(1877-1943)

 

Painter, graphic artist, engraver and illustrator

Jean Émile Laboureur was born in Nantes in 1877.

In 1895 he attended the Académie Julian in Paris.

From 1899 to 1910 he lived in Germany, the USA and Britain.

He came back to Paris in 1912.

In 1923 he organized Les Peintres-Graveurs Independants.

Died in Pénestin, France, in 1943.

 

Detailed Biography:

Jean-Emile Laboureur was born into the family of a wholesale haberdashery trader on August 16, 1877.

In 1895, when he had received his school certificate, he refused to continue his education at the St. Sauveur Institute and his parents permitted him to go to Paris on the condition that he trained to obtain a license for practicing law.

In 1896 the young student, who had no interest in anything but art, started attending the prestigious Académie Julian. His sponsor, the Nantes industrialist and collector Alphonse Lotz-Brissonneau, introduced him to the engraver Auguste Lepère, who taught the young man the art of engraving and wood-carving. His first etching was done in August.

In late 1896 – early1897 Laboureur met Toulouse-Lautrec, who greatly influenced the young artist and, in his own words, opened his eyes.

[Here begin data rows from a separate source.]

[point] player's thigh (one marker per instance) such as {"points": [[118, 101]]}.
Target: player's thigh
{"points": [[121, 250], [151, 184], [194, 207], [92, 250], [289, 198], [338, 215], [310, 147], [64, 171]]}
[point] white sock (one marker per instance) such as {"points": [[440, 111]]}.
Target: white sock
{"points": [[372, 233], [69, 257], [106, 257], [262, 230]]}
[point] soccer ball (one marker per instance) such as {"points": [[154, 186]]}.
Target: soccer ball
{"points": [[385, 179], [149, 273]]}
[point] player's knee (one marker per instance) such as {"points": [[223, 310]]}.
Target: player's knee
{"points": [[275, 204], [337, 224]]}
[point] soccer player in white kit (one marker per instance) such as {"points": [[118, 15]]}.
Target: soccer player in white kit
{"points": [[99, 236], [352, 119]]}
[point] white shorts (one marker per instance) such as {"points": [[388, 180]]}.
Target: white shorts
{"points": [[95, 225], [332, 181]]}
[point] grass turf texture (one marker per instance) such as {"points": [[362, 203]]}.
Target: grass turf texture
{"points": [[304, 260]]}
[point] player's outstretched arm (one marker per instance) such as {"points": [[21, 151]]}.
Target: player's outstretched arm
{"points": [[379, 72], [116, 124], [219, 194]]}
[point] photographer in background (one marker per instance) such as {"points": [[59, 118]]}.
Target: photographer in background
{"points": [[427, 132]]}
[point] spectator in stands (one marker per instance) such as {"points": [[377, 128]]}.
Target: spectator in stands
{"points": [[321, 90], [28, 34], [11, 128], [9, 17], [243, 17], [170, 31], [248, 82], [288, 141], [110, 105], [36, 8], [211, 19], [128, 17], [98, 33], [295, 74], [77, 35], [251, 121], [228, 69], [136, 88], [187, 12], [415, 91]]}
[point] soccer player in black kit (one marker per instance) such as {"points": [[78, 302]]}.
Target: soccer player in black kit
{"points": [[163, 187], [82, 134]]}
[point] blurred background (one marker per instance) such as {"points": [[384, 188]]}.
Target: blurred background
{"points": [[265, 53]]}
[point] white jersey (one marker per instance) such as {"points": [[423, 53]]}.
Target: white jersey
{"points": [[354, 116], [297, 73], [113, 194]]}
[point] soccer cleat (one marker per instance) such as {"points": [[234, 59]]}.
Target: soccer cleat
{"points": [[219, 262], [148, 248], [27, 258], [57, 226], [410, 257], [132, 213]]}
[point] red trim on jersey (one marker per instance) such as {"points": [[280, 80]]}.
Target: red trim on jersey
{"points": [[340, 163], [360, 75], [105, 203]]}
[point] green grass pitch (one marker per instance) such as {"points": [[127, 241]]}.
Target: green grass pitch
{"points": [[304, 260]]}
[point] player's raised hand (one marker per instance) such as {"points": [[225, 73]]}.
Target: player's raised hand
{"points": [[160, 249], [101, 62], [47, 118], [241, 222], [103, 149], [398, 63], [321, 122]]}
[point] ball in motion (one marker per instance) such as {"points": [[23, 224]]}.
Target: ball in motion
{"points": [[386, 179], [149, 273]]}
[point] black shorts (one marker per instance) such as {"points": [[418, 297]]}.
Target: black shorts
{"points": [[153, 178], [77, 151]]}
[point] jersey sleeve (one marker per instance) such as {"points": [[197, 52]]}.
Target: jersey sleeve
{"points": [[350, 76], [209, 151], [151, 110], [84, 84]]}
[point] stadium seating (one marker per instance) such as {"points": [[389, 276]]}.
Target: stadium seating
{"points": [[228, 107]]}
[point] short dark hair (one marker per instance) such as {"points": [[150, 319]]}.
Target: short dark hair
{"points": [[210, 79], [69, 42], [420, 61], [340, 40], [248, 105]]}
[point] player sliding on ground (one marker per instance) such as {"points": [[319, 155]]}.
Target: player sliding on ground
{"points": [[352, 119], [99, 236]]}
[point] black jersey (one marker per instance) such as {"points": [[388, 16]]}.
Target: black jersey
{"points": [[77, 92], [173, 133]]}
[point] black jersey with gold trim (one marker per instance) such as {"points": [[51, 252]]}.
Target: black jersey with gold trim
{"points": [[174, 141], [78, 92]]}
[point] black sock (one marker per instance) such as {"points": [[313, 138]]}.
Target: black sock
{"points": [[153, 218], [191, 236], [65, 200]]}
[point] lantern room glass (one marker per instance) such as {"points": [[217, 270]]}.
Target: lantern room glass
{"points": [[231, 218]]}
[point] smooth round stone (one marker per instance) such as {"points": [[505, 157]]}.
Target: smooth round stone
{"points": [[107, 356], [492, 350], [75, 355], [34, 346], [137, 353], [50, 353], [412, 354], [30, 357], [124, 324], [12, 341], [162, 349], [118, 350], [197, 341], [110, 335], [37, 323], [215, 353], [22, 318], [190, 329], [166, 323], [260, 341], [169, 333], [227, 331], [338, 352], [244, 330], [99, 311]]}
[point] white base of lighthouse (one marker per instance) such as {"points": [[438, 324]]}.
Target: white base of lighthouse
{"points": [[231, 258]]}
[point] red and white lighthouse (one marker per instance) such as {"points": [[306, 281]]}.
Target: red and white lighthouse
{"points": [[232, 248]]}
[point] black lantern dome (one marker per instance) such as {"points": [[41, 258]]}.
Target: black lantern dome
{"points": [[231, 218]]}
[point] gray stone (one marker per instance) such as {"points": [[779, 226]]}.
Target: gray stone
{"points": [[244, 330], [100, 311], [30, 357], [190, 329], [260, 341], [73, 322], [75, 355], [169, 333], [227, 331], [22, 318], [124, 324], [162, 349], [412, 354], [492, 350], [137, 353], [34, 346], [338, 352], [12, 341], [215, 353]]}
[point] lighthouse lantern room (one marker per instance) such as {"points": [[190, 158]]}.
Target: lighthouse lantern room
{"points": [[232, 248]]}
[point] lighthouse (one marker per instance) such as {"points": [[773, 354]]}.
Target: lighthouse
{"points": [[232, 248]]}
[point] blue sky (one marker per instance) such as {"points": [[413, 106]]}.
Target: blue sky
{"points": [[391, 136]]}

Laboureur did his first lithographs as Toulouse-Lautrec watched on.

In 1897 Laboureur was first recognized for his wood etching Au Luxembourg (At the Luxembourg Gardens).

In 1898 the artist experimented with different techniques, including multiple-color printing from plates.

In 1898-9 Laboureur served in the Army in the Nantes region (students were drafted for one year instead of the regular three). Afterwards he dropped his legal studies and opted for a degree in literature and linguistics in Germany.

1899-1900 – stayed in Germany, mostly in Dresden, studying at the Cabinet of Prints and Drawings

1900-1 – studies in Berlin.

1901-2 – lives in Munich and frequents the cabaret des Onze-Bourreaux.

1902 – in April fails exams at the University.

1902-3 – goes back to Nantes and makes another unsuccessful attempt to pass graduation exams at the University of Rennes. Fearing to lose his student status and to have to continue military service on common grounds, Laboureur decides to go to the USA.

1903 – December 6 arrives in New York and visits Philadelphia.

1904 – In January Laboureur moves to Pittsburg. In February he for the first time takes part in an exhibition together with an American artist. He takes up etching and from October attends courses at the Art Students League.

1905-7 – makes several cycles of etchings, participates in art life, travels around the USA and Canada, and takes up painting.

1908 – more travels across the USA and Canada. Laboureur goes back to France, because he is past draft age and cannot be legally drafted. In November he visits London, where he again meets Lepère and spends much time with him.

1909 – in April Laboureur returns to Paris and then to Nantes. He is among the ten winners of the National Society of Fine Arts contest for a travel grant (4000 francs). In November-December he visits Greece, where he studies ancient vase painting. Laboureur sees his first catalogue published.

1910 – January-March visits Turkey and once again Greece. His exhibition is held in Munich in May. Laboureur goes on a journey to Italy.

1911 – lives and works in Paris and Nantes alternately.

1912 – in January an exhibition of grant holders is staged at the Grand Palais. Laboureur finally settles in Paris, and in summer Guillaume Apollinaire introduces him to the artist Marie Laurencin, who becomes his close friend. Laboureur begins to change his trademark style under the impact of Cubism.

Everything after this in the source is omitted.